15 March 2026, 20:28

Krefeld klagt gegen NRW: Streit um Finanzierung der Ganztagsbetreuung eskaliert

Ein Plakat mit Text und Logo, auf dem steht: "Die Sonderanmeldephase für die Gesundheitsversorgung ist bis zum 15. August verlängert."

Krefeld klagt gegen NRW: Streit um Finanzierung der Ganztagsbetreuung eskaliert

Krefeld schließt sich Klage gegen Land an: Streit um Ganztagsbetreuung für Grundschulkinder

Krefeld hat sich einer rechtlichen Initiative gegen das Land Nordrhein-Westfalen angeschlossen, mit der die neuen Regelungen zur Ganztagsbetreuung von Grundschülern angefochten werden. Zwar baut die Stadt ihr Betreuungsangebot im Nachmittagsbereich aus, doch sorgen sich die Verantwortlichen um die Finanzierung. Bis zum Stichtag 2026 soll zwar ein flächendeckendes Ganztagsangebot geschaffen werden – doch steigende Kosten und begrenztes Platzangebot erschweren die Umsetzung.
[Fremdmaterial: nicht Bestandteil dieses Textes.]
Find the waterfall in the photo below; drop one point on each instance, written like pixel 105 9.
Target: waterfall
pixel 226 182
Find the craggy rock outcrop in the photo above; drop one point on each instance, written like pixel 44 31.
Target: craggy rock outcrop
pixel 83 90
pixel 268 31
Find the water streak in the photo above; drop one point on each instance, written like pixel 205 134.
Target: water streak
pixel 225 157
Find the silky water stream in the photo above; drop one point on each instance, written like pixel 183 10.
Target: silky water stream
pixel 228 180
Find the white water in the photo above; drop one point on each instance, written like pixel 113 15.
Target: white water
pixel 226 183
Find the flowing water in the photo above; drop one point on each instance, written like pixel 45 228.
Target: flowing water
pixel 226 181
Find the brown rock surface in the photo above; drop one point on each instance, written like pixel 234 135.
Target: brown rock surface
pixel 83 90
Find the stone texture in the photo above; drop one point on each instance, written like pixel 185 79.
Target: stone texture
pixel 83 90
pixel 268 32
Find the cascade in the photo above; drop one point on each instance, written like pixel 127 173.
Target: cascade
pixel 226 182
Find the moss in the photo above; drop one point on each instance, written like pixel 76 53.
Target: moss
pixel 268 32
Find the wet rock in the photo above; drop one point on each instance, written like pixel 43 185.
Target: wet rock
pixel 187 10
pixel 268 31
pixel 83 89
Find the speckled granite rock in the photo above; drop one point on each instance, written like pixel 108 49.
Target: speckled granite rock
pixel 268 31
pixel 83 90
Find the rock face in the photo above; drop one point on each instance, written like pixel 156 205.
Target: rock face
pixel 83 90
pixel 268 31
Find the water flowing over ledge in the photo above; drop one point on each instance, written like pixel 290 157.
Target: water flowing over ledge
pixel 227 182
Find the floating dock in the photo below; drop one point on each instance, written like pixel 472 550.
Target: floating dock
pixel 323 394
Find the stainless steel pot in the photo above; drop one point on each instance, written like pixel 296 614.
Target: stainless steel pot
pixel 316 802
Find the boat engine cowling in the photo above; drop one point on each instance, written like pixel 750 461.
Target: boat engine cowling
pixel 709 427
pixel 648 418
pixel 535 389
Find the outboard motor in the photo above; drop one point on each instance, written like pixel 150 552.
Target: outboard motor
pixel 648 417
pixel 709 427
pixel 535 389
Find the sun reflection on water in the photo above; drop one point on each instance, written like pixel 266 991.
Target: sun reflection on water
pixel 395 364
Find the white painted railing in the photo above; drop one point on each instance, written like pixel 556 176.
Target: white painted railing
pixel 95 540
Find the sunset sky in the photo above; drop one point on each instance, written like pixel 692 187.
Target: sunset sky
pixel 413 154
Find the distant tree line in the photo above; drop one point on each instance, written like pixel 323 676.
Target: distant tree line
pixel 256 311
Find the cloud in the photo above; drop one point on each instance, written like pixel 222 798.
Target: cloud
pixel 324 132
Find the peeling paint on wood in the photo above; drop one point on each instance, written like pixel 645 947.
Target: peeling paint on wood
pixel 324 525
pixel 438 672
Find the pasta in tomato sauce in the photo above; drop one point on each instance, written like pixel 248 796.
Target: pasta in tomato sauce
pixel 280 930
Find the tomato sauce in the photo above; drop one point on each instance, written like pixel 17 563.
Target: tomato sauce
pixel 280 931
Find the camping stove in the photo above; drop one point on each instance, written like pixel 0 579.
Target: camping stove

Seit 2018 hat Krefeld die Kapazitäten für die schulische Nachmittagsbetreuung schrittweise ausgebaut. Jährlich kamen 15 neue Gruppen hinzu, sodass sich die Anzahl der Plätze von 3.258 im Jahr 2018 auf voraussichtlich 5.862 im Sommer 2026 erhöhen wird. Damit stieg die Abdeckung der Nachfrage von 41 auf 64 Prozent.

Doch nun steht die Stadt vor einer weiteren Herausforderung: Ab 2026 gilt ein Gesetz, das allen Erstklässlern einen Anspruch auf Ganztagsbetreuung einräumt. Jahr für Jahr soll dieser Anspruch dann auf die nächste Jahrgangsstufe ausgeweitet werden. Wie der Krefelder Stadtdirektor Markus Schön warnt, tragen die Kommunen jedoch die Hälfte der Betriebskosten – eine erhebliche finanzielle Belastung.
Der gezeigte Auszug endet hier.